Bringing a Customer Focus to Technology
A pipeline of interested customers were backed up behind feature requests that remained stuck in the backlog behind fixes to improve stability – but many of the proposed fixes were band-aids and did not guarantee a long-term solution. Ryan Huff, a co-founder of Cambium, discussed the potential benefits of a migrating to a serverless architecture on AWS for the Cyrano platform.
Serverless has several benefits, specifically:
- Reduced compute costs. You only incur costs for execution time and the amount of memory allocated to a function.
- No servers to manage. Functions are invoked in sandboxed containers that are configured for a specific runtime and abstract away the particulars of the underlying OS.
- Highly scalable. Functions are invoked as requests come in. Many safeguards are available to configure the number of concurrent requests should be allowed to run.
- Flexible deployment. Updates to individual functions can be deployed without changing the rest of the environment.
But before proposing a formal solution, we wanted to understand where the biggest scalability and cost issues were.
API usage was not tracked at the detail of individual endpoints, so we created a short survey to send to the customers with the highest overall utilization. The survey showed us that there were 3 specific API endpoints that accounted for over 80% of platform usage, and an analysis of server logs confirmed the results.
We calculated the cost-per-call for each of the 3 API endpoints by taking the average operation time and looking at server instance costs, for all instances that serve the API. For this exercise, we did not include in these calculations the cost of the database instances, since we were anticipating keeping the database on the existing RDS instances as we were not migrating the entire API immediately. We determined that if we moved these top 3 APIs to AWS Lambda, we could reduce the size and number of EC2 instances and reduce EC2 costs by 75%.
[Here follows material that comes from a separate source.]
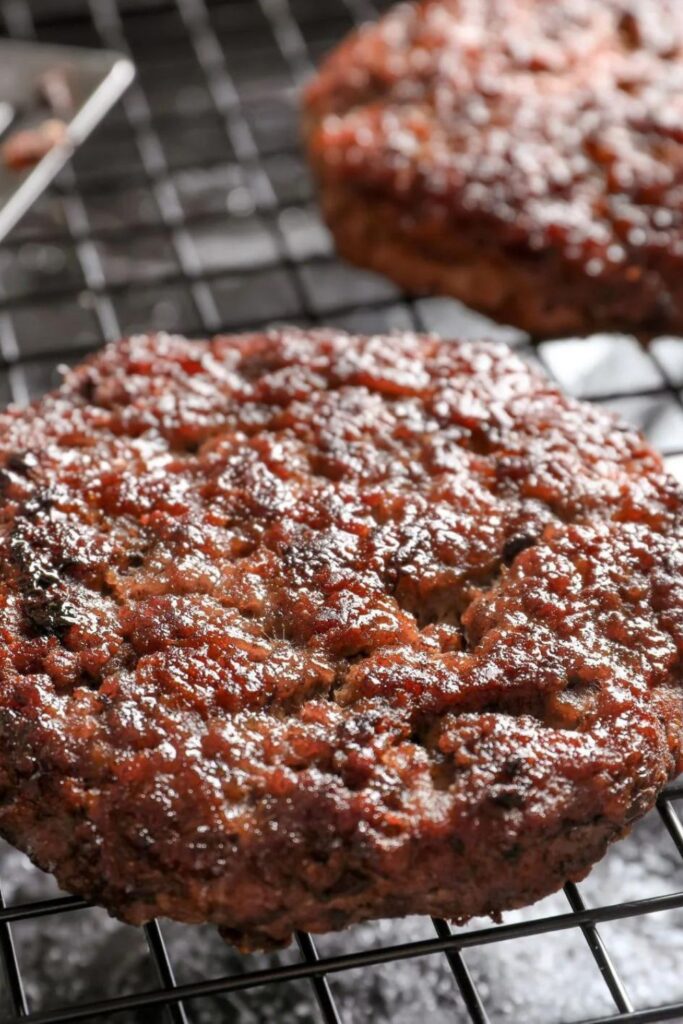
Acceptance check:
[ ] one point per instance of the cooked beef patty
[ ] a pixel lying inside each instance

With an understanding of the highest-used APIs and their costs, we began considering a potential serverless architecture, prioritizing the endpoints in order of the highest cost/benefit. We estimated AWS Lambda costs by determining the number of API requests per endpoint and assuming that API execution time would be the same as on EC2. The estimated compute savings of this approach was nearly 90%.
Simplified Serverless Architecture for Cyrano.ai
The Phase I design of this migration was simple and straight-forward:
- API Gateway. handled API routing, including proxying to EC2 for APIs that weren’t migrated in Phase I.
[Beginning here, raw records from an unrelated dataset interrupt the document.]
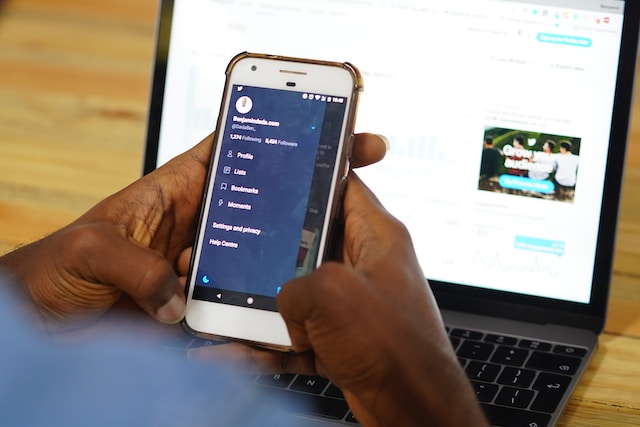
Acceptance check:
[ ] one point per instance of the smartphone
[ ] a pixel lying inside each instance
(278, 168)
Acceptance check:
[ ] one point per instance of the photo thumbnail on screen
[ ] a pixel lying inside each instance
(529, 164)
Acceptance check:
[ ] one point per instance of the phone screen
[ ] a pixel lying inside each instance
(265, 216)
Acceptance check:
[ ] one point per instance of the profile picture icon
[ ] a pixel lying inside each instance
(244, 104)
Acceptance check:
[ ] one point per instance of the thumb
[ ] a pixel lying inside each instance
(108, 258)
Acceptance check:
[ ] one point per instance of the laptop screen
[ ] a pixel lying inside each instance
(499, 114)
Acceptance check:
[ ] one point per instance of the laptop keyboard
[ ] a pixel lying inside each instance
(518, 382)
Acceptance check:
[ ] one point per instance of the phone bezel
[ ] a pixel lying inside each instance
(267, 328)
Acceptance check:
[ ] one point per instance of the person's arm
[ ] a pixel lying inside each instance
(374, 329)
(125, 248)
(370, 324)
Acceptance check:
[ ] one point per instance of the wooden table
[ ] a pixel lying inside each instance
(74, 85)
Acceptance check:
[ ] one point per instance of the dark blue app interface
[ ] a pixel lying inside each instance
(270, 191)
- Lambda. Individual functions for each of the migrated endpoints. Node.js runtime.
- RDS. No data migration was involved in Phase 1. Lambda functions connected to RDS and utilized the RDS proxy to prevent maxing out database resources during periods of high volume utilization.
- Continuous Integration. We used simple Github Actions to automate code deployment to Lambda.
Security Considerations
Before finalizing this architecture, we needed to ensure that our platform -- and all cloud resources -- were as secure as possible. We always strive to follow best practices and ensure that the architecture takes these considerations in place. We chose to work with a team of AWS security specialists in this case to audit our infrastructure. The audit involved in-depth AWS configuration scans.
Later, Cyrano worked with Leviathan Security to conduct automated penetration testing on publicly-accessible resources followed by manual security testing. All of this came at a significant expense but, as Cyrano needed to stand up to scrutiny with their customers' enterprise security teams, was a worthwhile investment that positions Cyrano to confidently earn their customers' trust.
Iterating and Completing the Migration
Once customers were migrated to the new API host (pointing to API Gateway and not the EC2 load balancer) we began the process of moving off of EC2 entirely. This involved migrating not just the remaining API endpoints, but also the worker processes we had running on EC2 as well. Lambda is ideal for running asynchronous workloads and integrates seamlessly with many other AWS services including SQS, S3, DynamoDB, and EventBridge.
We also incorporated different storage solutions that were more appropriate for specific needs than using RDS for all data. We were able to migrate large, infrequently accessed blobs to S3, and cache certain responses using DynamoDB. Once we were able to turn off the remaining EC2 instances, our overall AWS expenses dropped by over 70%. Additionally, even after completing just the initial migration of the highest-utilized APIs, the Cyrano team was able to finally focus its attention on revenue-generating requests from customers.
Future iterations include migrating the certain APIs to AWS’s GraphQL solution, AppSync.